When 2006 ended, it appeared that oil prices had settled into a range that was just high enough to promote the development of biofuels and other alternatives, but not high enough to cause serious concern about the economy. That comfortable picture didn't last very long, however, as oil became intertwined with the problems of the dollar and the sub-prime credit crisis. WTI headed steadily higher, inflating at over 4% per month since January, despite the unraveling of one of the biggest geopolitical risks built into the market price, the prospect of armed conflict with Iran over its nuclear program. Only the post-Labor Day collapse of refining margins buffered consumers from the full impact of these increases, with US average retail gasoline prices ending 2007 only about half as much higher than they started, compared to crude oil prices. Nevertheless, $3.00 gasoline seems here to stay.

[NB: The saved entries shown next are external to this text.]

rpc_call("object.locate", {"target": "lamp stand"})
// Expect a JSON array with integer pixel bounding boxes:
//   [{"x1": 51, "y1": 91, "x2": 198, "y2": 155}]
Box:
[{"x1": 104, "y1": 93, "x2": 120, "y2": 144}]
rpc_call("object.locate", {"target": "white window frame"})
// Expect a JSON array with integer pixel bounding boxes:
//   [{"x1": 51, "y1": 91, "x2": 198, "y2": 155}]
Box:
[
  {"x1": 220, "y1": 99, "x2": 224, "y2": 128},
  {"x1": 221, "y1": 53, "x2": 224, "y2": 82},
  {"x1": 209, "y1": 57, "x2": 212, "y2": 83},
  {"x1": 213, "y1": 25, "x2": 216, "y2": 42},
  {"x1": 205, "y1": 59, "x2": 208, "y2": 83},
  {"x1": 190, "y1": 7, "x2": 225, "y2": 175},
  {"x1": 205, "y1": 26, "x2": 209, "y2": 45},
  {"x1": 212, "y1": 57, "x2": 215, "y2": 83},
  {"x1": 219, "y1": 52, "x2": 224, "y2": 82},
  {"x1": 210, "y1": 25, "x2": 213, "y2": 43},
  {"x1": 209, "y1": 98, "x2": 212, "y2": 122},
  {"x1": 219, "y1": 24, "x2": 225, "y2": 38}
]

High prices were only half the energy story in 2007, however. If we had just been facing expensive fuel, I'm not sure the Congress would have been able to pass the recent Energy Bill, with its large increases in mandated fuel economy and biofuels production. Climate change came into its own as a mainstream issue for the American public this year, and it was a major factor in the Congressional debate over the energy bill. As I noted last week, "green" is now big, and that's because the scientific concerns about global warming are being matched by images of shrinking icecaps, encroaching sea levels, and drought-abetted fires.
When postings resume after New Year's Day, I'll look at the year ahead, as I did last year. It strikes me that the refurbishing of the ball that will drop in Times Square at midnight tonight with energy-efficient LED lights is a perfect reflection of the cusp at which we stand. Like many of the steps we took this year, it may be largely symbolic--considering how much energy can be saved in a device that only runs for a minute each year--but it could also be a harbinger of more serious measures to come. Happy New Year!